Puot Kang Chol (born 1 January 1985) is a South Sudanese politician. Puot is currently the Minister of Petroleum in the Revitalized Transitional Government of National Unity (R-TGoNU) as of 2022. He is also a member of the Sudan People's Liberation Movement In-Opposition (SPLM-IO).

Early life and education 
Puot Kang was born in Mandeeng Village, Nasir County of Upper Nile State to Mr. Kang Chol and Mrs. Rebecca Nyayiech Chang. He started his education career at a School in Dima Refugee Camp in Ethiopia, where he completed primary level. He later joined Kebena Secondary School in Ethiopia where finished high school.

Puot thereafter, went to Kampala, Uganda where he was admitted at Cavendish University and graduated with a Bachelor of Law (LLB) in 2013.

Political career 
Puot was first appointed as Executive Director in the office of the then Deputy Secretary General of the SPLM Party Southern Sector, Dr. Ann Itto. He also served as Director of Membership and Recruitment in the SPLM in 2010, a position he held up to the eruption of the war in December 2013.

When South Sudan President Salva Kiir in 2013, accused his then Deputy Dr. Riek Machar of an attempted coup, Puot Kang was among some youth blamed of backing up Dr. Riek and forced to flee Juba together with other SPLM-IO members over fear of political persecution. He later joined SPLM-IO and was appointed the leader of the Youth League at the time.

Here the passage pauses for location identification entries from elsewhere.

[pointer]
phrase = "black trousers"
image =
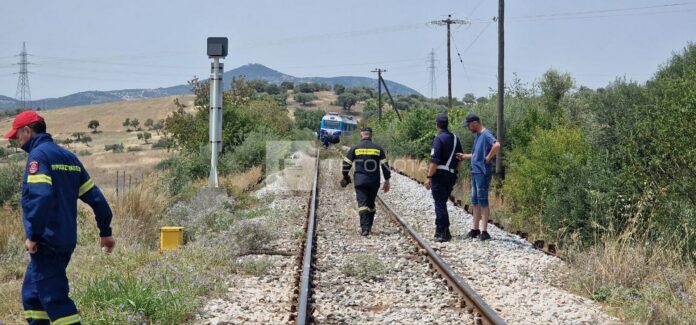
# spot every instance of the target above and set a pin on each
(366, 195)
(442, 185)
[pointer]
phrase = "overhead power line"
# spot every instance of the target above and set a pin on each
(23, 94)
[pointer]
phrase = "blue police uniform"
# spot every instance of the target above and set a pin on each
(443, 153)
(53, 181)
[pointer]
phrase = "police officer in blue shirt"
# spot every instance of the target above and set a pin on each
(485, 148)
(53, 181)
(442, 174)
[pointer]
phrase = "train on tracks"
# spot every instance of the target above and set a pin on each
(334, 127)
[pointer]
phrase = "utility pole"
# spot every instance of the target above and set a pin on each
(431, 68)
(380, 83)
(499, 167)
(447, 22)
(379, 91)
(23, 94)
(217, 49)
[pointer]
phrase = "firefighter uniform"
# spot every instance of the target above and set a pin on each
(368, 158)
(53, 181)
(443, 153)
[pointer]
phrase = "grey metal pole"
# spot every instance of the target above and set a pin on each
(499, 166)
(215, 127)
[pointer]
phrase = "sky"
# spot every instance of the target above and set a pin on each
(107, 45)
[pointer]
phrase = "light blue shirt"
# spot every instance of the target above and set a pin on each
(483, 142)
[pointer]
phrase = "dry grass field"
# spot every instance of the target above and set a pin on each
(324, 101)
(101, 164)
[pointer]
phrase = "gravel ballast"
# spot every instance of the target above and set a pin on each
(377, 279)
(507, 272)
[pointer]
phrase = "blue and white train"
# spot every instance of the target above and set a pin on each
(334, 126)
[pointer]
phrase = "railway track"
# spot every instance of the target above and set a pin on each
(391, 276)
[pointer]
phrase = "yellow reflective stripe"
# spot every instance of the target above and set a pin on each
(35, 314)
(369, 152)
(69, 168)
(72, 319)
(86, 187)
(40, 178)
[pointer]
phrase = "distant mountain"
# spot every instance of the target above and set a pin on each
(256, 71)
(249, 72)
(7, 102)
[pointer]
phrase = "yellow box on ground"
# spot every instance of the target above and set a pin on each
(171, 238)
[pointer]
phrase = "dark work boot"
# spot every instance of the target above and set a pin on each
(438, 232)
(364, 225)
(443, 235)
(473, 233)
(447, 235)
(370, 221)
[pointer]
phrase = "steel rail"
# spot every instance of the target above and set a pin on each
(471, 300)
(303, 311)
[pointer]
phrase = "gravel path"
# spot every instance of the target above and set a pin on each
(266, 298)
(373, 280)
(507, 272)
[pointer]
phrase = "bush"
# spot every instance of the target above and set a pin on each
(186, 167)
(116, 148)
(310, 119)
(163, 143)
(10, 183)
(252, 152)
(304, 98)
(551, 159)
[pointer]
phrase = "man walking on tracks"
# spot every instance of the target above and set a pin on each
(483, 151)
(53, 181)
(368, 158)
(442, 175)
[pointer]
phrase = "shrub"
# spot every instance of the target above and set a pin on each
(552, 158)
(310, 119)
(10, 183)
(252, 152)
(116, 148)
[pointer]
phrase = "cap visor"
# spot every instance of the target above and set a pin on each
(11, 134)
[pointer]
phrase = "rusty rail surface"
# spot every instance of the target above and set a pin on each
(470, 299)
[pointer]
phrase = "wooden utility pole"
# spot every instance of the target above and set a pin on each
(499, 167)
(449, 21)
(379, 90)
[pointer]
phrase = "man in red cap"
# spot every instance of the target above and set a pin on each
(53, 181)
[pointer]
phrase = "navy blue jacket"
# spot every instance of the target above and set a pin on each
(53, 181)
(441, 151)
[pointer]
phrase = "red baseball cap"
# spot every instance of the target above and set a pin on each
(21, 120)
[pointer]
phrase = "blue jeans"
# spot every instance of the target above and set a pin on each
(479, 189)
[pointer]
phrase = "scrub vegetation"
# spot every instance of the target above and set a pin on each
(608, 174)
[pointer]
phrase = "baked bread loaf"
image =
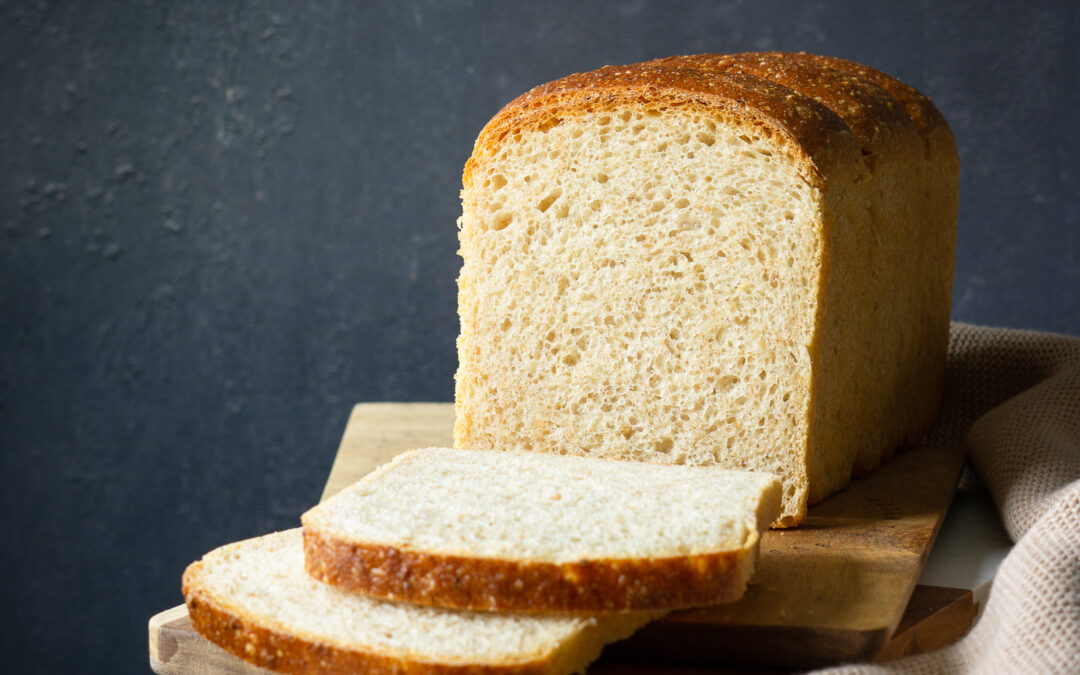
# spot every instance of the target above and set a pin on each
(736, 260)
(531, 532)
(254, 599)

However, after the signing of the revitalized peace agreement, Puot Kang returned to Juba together with Dr. Riek Machar and later appointed minister of petroleum when South Sudan announced a new unity government in 2020.

Achievements 
Since his appointment into office, Puot Kang has accomplished several projects including the completion of a unified human resource manual for employees in the country's oil sector, purchase of geophysical aircraft for surveying and generate geophysical aerial data of oil and other mineral resources in South Sudan and setting foundation for environmental audit on the impacts of oil in the environment in the country.